A origem das infecções associadas a biomateriais (BAI) ainda está em debate. Possíveis fontes de contaminação incluem o ar da sala cirúrgica, a pele do paciente e as mãos da equipe cirúrgica. Essas infecções são particularmente ameaçadoras pois em biomateriais, mesmo um pequeno número de bactérias pode formar biofilmes, dificultando a ação das células de defesa e dos antibióticos.
A desinfecção com clorexidina da pele dos pacientes antes da realização de procedimentos cirúrgicos é fundamental para prevenir infecções, no entanto, as bactérias localizadas nas camadas mais profundas na pele (por exemplo, em folículos capilares, glândulas sudoríparas ou sebáceas) podem não ser alcançadas.
Um estudo de coorte incluindo 99 pacientes submetidos a cirurgia de trauma ortopédico, investigou:
(1) a eficácia da desinfecção rotineira com clorexidina;
(2) a proporção e natureza da microbiota cutânea despreendida na ferida cirúrgica ao cortar a pele como uma possível fonte de infecção associada a biomateriais.
Foram coletados 3 swabs de cada paciente, sendo:
(1º) da pele antes da desinfecção com clorexidina (0.5% clorexidina) para avaliar a microbiota antes do procedimento;
(2º) da pele após a desinfecção, para avaliar a eficácia da desinfecção;
(3º) da ferida cirúrgica imediatamente após a incisão da pele, para avaliar a liberação de bactérias devido a incisão.
Além disso, foram coletadas as 2 lâminas utilizadas para incisão, sendo uma usada para a pele superficial e uma para o tecido profundo. As amostras coletadas foram isoladas, quantificas e identificadas para investigar se a microbiota cutânea coloniza a ferida uma vez liberta das camadas profundas.
Os resultados mostraram que apesar da desinfecção ser capaz de reduzir o número de UFC/swab , 40% das amostras de swab coletados após a desinfecção da pele com clorexidina 0,5% ainda apresentavam cultura positiva. Destes, 54% tiveram uma cultura positiva da ferida após o corte da pele.
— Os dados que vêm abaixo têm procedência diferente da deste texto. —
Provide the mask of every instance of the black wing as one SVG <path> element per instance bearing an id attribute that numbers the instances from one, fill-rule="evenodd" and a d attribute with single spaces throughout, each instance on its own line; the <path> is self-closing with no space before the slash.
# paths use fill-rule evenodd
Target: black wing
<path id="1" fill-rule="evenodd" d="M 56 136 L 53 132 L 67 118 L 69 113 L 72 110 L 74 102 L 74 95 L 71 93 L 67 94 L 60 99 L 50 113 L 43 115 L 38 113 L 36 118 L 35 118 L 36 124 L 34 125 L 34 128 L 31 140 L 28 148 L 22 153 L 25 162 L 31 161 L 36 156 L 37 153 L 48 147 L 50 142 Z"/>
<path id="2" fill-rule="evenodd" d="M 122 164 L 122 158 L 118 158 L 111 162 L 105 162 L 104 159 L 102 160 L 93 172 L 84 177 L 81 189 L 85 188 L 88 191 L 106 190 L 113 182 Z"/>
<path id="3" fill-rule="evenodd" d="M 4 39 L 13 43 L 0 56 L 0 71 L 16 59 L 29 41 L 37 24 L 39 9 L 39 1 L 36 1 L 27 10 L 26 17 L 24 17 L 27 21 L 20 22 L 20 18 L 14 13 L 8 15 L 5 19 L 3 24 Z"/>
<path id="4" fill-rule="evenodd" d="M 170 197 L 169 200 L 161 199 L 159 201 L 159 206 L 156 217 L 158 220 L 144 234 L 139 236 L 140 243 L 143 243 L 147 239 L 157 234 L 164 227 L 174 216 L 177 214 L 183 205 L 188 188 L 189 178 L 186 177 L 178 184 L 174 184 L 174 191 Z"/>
Além disso, 20% dos pacientes com cultura negativa no 2º swab tiveram a 3ª cultura positiva, indicando contaminação da ferida apesar de uma antissepsia eficaz.
Com relação às lâminas, em 33% dos casos a 1ª lâmina (pele) apresentou cultura positiva. Já em relação à 2ª lâmina (tecido profundo), 52% dos casos em que a 1ª lâmina apresentou cultura positiva a 2ª lâmina também apresentou cultura positiva. Em 24% dos casos em que a 1ª lâmina apresentou cultura negativa a 2ª lâmina apresentou cultura positiva.
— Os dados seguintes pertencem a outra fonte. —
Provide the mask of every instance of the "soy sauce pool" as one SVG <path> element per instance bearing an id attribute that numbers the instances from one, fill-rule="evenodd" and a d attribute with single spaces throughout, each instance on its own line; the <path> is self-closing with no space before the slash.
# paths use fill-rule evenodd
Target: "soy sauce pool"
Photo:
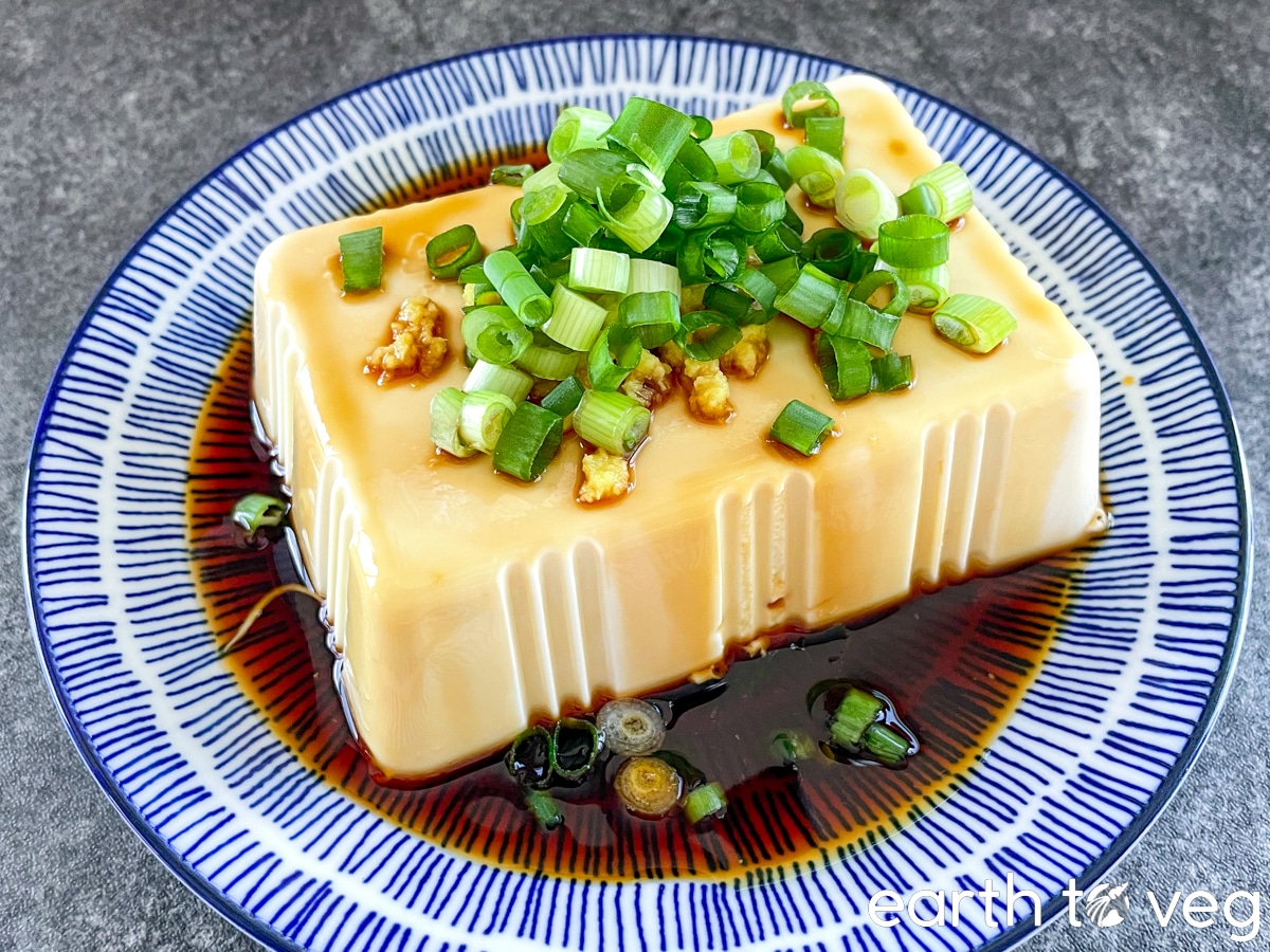
<path id="1" fill-rule="evenodd" d="M 201 416 L 188 484 L 196 578 L 218 644 L 260 595 L 296 578 L 286 546 L 244 548 L 227 522 L 236 499 L 273 485 L 251 440 L 250 368 L 244 329 Z M 1062 556 L 921 595 L 871 625 L 738 661 L 691 699 L 677 692 L 667 748 L 728 791 L 725 817 L 701 828 L 629 816 L 607 783 L 616 763 L 560 793 L 565 824 L 552 833 L 537 829 L 500 762 L 420 790 L 378 783 L 345 726 L 326 631 L 307 599 L 274 602 L 226 664 L 302 764 L 450 849 L 533 872 L 744 882 L 796 861 L 843 858 L 955 797 L 1031 682 L 1080 567 Z M 889 696 L 921 751 L 903 769 L 819 759 L 782 767 L 771 737 L 820 731 L 805 693 L 826 678 Z"/>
Os autores concluem que as bactérias presentes nas camadas mais profundas da pele dos pacientes e introduzidas na ferida cirúrgica pela incisão podem ser numericamente suficientes para causar infecções associadas a biomateriais. O uso de antissépticos deve ser investigado de maneira mais aprofundada.
Fonte: Guarch-Pérez C, Riool M, de Boer L, Kloen P, Zaat SAJ. Bacterial reservoir in deeper skin is a potential source for surgical site and biomaterial-associated infections. J Hosp Infect. 2023;140:62-71.